9. De raad dient ten aanzien van [appellant sub 1] en de wijkvereniging op na te melden wijze tot vergoeding van de proceskosten te worden veroordeeld. Ten aanzien van [appellant sub 2] bestaat geen aanleiding voor een proceskostenvergoeding.

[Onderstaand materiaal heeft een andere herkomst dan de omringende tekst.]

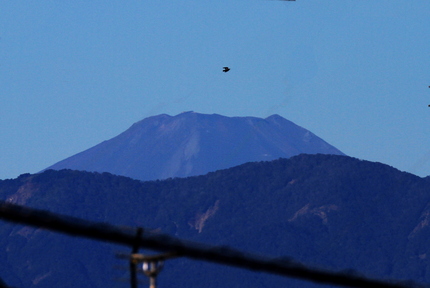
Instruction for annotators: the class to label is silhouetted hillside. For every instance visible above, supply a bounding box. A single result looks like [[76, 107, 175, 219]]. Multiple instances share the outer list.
[[0, 154, 430, 288], [48, 112, 343, 180]]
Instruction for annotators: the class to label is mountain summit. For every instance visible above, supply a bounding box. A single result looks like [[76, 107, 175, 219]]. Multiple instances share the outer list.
[[47, 112, 344, 180]]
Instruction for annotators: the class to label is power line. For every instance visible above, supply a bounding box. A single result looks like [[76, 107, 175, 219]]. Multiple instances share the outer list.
[[0, 201, 419, 288]]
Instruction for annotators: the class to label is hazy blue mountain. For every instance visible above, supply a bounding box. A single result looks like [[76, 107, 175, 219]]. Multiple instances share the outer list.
[[44, 112, 343, 180], [0, 154, 430, 288]]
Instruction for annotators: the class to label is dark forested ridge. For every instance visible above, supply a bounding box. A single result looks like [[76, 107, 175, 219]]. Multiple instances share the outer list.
[[0, 154, 430, 288]]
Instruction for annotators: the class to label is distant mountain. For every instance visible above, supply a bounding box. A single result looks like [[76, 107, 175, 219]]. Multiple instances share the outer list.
[[0, 154, 430, 288], [47, 112, 343, 180]]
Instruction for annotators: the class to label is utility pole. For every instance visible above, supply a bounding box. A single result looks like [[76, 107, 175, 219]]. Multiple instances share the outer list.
[[130, 252, 179, 288]]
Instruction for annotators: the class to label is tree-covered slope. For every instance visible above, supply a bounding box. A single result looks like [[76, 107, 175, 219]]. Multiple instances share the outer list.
[[0, 154, 430, 287]]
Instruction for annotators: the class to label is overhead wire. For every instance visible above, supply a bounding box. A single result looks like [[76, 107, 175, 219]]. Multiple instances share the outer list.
[[0, 201, 423, 288]]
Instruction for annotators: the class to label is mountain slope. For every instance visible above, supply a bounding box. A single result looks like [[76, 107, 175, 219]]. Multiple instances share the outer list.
[[0, 154, 430, 288], [48, 112, 343, 180]]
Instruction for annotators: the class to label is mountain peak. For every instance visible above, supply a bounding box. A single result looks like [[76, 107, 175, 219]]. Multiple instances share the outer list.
[[48, 111, 343, 180]]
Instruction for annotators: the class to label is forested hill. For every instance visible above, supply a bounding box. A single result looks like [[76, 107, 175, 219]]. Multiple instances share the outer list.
[[0, 154, 430, 288]]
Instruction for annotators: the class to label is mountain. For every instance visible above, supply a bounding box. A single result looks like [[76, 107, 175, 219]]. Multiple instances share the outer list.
[[48, 112, 343, 180], [0, 154, 430, 288]]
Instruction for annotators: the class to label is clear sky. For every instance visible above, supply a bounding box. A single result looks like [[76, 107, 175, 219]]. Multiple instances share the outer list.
[[0, 0, 430, 179]]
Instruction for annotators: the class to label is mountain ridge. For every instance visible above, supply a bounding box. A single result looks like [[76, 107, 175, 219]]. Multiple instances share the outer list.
[[47, 112, 344, 180], [0, 154, 430, 288]]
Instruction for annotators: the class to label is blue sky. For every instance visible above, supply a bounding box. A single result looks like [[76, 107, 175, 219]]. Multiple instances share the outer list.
[[0, 0, 430, 179]]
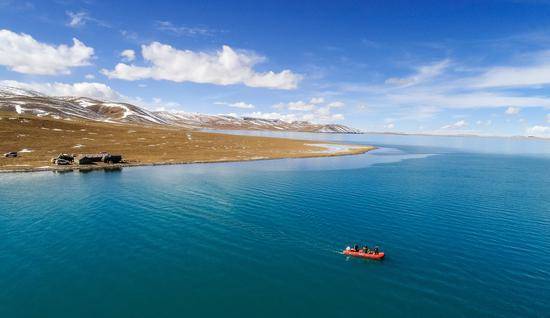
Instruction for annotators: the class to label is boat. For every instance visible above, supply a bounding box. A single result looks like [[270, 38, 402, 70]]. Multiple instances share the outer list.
[[342, 249, 385, 260]]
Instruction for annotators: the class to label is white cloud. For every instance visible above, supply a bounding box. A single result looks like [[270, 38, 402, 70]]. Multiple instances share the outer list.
[[309, 97, 325, 105], [0, 30, 94, 75], [327, 102, 345, 108], [120, 50, 136, 62], [473, 61, 550, 88], [65, 11, 88, 28], [244, 112, 298, 123], [102, 42, 301, 89], [287, 101, 315, 111], [525, 125, 550, 138], [214, 102, 255, 109], [155, 21, 216, 37], [65, 11, 111, 28], [441, 119, 468, 129], [0, 80, 124, 100], [504, 106, 520, 115], [269, 97, 344, 123], [386, 60, 450, 86], [476, 119, 493, 126]]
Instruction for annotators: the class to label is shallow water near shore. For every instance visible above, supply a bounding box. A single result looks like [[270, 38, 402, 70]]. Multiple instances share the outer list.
[[0, 134, 550, 317]]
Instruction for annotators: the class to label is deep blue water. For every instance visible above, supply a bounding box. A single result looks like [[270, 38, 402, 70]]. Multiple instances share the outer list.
[[0, 136, 550, 317]]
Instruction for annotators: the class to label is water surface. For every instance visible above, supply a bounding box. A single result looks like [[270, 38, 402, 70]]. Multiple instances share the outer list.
[[0, 135, 550, 317]]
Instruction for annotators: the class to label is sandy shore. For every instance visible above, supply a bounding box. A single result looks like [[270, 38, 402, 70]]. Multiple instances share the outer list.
[[0, 113, 374, 172]]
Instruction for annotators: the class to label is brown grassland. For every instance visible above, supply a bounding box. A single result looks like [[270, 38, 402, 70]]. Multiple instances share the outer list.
[[0, 112, 373, 172]]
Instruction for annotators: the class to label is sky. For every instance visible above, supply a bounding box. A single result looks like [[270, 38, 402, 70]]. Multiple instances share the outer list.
[[0, 0, 550, 137]]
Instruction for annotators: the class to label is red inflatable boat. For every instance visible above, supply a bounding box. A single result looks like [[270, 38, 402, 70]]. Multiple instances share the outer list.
[[342, 250, 384, 260]]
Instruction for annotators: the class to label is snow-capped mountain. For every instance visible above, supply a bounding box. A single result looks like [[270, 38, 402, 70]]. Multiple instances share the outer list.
[[0, 86, 360, 134]]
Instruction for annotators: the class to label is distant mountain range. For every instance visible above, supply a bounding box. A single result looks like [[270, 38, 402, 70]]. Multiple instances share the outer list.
[[0, 86, 361, 134]]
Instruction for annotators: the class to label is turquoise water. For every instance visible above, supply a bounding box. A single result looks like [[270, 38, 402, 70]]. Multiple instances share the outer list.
[[0, 136, 550, 317]]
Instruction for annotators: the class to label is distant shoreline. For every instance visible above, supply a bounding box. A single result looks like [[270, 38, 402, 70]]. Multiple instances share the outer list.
[[0, 142, 377, 174]]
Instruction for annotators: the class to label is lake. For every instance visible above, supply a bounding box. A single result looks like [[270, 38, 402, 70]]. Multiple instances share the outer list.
[[0, 133, 550, 317]]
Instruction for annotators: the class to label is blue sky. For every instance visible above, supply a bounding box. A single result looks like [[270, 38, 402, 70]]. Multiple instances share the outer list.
[[0, 0, 550, 137]]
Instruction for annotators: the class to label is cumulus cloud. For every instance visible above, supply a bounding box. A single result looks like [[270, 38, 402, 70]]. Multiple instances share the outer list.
[[270, 97, 350, 123], [120, 50, 136, 62], [155, 21, 216, 37], [441, 119, 468, 129], [102, 42, 301, 89], [386, 59, 450, 86], [65, 11, 110, 28], [0, 30, 94, 75], [0, 80, 124, 100], [327, 102, 345, 108], [309, 97, 325, 105], [525, 125, 550, 138], [214, 102, 255, 109], [244, 112, 298, 123], [65, 11, 88, 28], [504, 106, 520, 115]]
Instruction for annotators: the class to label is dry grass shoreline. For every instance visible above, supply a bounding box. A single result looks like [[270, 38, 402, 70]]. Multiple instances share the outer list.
[[0, 113, 374, 172]]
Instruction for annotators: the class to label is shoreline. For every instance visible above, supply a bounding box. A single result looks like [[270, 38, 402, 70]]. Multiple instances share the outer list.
[[0, 142, 377, 174]]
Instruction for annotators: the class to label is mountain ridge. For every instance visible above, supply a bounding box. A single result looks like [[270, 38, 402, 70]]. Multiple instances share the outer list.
[[0, 86, 361, 134]]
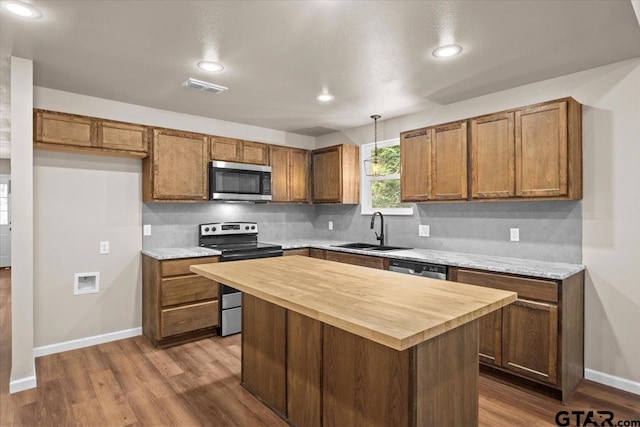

De Afdeling bestuursrechtspraak van de Raad van State
Recht doende in naam der Koningin:
I. verklaart het beroep van [appellant sub 1], voor zover dat is gericht tegen het besluit van 13 oktober 2010, gedeeltelijk gegrond en het beroep van de vereniging Wijkvereniging De Meeuwse Acker, voor zover dat is gericht tegen het besluit van 13 oktober 2010, gegrond;
II. vernietigt het besluit van de raad van de gemeente Nijmegen van 13 oktober 2010;
III. verklaart het beroep van [appellant sub 1], voor zover dat is gericht tegen het besluit van 13 oktober 2010, voor het overige ongegrond en het beroep van [appellant sub 2], voor zover dat is gericht tegen het besluit van 13 oktober 2010, ongegrond;
IV. verklaart de beroepen van [appellant sub 1], [appellant sub 2] en de vereniging Wijkvereniging De Meeuwse Acker, voor zover deze zijn gericht tegen het besluit van 6 juni 2012, ongegrond;
V. veroordeelt de raad van de gemeente Nijmegen tot vergoeding van bij:
- [appellant sub 1] in verband met de behandeling van het beroep opgekomen proceskosten tot een bedrag van € 36,71 (zegge: zesendertig euro en eenenzeventig cent);
- de vereniging Wijkvereniging De Meeuwse Acker in verband met de behandeling van het beroep opgekomen proceskosten tot een bedrag van € 52,65 (zegge: tweeënvijftig euro en vijfenzestig cent);
VI. gelast dat de raad van de gemeente Nijmegen aan de hierna vermelde appellanten het door hen voor de behandeling van hun beroepen betaalde griffierecht vergoedt ten bedrage van:
- € 152,00 (zegge: honderdtweeënvijftig euro) voor [appellant sub 1];
- € 298,00 (zegge: tweehonderdachtennegentig euro) voor de vereniging Wijkvereniging De Meeuwse Acker.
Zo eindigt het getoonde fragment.